11. Cerca de um minuto depois, foi abordado por um indivíduo de sexo masculino, a quem entregou o Haxixe que havia preparado e em troca, o referido individuo entregou dinheiro ao arguido, que este guardou.
12. Por volta das 18h28, desse mesmo dia, o arguido abandonou a esplanada da “(…)”, dirigindo-se para a lateral da mesma, tendo sido abordado logo após, por um individuo do sexo masculino, a quem vendeu Haxixe, que este guardou em troca de dinheiro, que entregou ao arguido.
13. Ainda nesse mesmo dia, cerca das 18h41, quando o arguido se encontrava sentado na esplanada da “(…)” foi abordado por um individuo que, logo após, se deslocou para o interior do estabelecimento.

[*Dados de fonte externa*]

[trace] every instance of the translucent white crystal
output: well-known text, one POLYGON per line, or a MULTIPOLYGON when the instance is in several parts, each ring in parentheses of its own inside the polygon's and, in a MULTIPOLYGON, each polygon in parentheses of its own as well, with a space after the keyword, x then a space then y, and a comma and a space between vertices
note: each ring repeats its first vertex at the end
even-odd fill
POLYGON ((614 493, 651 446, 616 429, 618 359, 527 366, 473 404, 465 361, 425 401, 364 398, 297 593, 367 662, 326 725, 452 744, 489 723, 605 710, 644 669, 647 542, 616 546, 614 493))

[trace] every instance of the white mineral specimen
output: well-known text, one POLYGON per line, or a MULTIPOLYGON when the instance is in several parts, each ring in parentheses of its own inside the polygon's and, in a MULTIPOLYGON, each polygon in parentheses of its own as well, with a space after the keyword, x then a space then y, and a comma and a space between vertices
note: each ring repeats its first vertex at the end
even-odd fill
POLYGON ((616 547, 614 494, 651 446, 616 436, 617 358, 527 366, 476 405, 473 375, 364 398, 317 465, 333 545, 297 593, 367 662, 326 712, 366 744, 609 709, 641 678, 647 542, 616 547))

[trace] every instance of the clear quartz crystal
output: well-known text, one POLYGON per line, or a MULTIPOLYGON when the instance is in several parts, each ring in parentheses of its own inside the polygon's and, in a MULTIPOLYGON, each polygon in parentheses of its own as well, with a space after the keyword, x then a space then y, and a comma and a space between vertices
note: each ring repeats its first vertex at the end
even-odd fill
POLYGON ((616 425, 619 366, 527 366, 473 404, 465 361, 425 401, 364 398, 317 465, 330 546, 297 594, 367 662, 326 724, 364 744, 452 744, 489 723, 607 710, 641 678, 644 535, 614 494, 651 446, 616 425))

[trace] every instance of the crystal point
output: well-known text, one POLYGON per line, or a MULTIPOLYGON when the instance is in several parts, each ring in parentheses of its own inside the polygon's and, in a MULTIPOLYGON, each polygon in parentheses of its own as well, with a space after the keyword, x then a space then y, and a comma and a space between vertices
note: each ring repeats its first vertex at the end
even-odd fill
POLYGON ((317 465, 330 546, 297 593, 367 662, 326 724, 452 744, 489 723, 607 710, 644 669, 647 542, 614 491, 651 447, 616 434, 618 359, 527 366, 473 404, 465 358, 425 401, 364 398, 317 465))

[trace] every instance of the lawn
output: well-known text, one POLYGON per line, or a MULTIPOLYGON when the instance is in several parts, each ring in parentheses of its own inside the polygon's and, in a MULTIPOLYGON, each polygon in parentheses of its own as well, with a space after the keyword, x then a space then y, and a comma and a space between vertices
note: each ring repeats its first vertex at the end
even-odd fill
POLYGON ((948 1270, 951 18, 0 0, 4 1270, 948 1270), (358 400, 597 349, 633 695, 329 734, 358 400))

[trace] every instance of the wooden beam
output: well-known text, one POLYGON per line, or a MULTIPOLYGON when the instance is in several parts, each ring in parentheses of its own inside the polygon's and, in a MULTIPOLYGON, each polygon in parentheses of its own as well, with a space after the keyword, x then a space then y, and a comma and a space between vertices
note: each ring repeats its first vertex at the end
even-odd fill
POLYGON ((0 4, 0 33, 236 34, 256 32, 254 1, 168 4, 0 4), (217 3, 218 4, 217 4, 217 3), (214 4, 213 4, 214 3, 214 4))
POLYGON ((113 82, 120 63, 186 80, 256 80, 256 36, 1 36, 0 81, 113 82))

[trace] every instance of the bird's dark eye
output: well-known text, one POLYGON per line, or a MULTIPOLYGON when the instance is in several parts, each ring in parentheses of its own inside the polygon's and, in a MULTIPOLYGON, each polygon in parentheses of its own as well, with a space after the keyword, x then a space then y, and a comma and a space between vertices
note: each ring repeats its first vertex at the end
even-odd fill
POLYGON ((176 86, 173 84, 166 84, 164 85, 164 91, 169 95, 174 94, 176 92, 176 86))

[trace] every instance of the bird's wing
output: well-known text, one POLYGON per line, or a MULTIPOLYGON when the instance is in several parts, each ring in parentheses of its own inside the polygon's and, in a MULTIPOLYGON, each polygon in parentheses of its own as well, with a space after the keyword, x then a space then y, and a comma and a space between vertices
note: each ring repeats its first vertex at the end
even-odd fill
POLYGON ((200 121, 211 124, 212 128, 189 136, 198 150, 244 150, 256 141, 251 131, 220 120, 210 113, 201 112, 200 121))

14. De seguida, o arguido retirou do interior das calças que envergava um pedaço de Haxixe que se encontrava acondicionado num pedaço de papel, levantou-se, entrando dentro do estabelecimento, onde se encontrava o dito indivíduo o qual depois saiu do referido estabelecimento, tendo feito o arguido outro tanto, pouco tempo depois, altura em que se sentou da esplanada, contando o dinheiro que havia recebido do indivíduo em causa, que guardou.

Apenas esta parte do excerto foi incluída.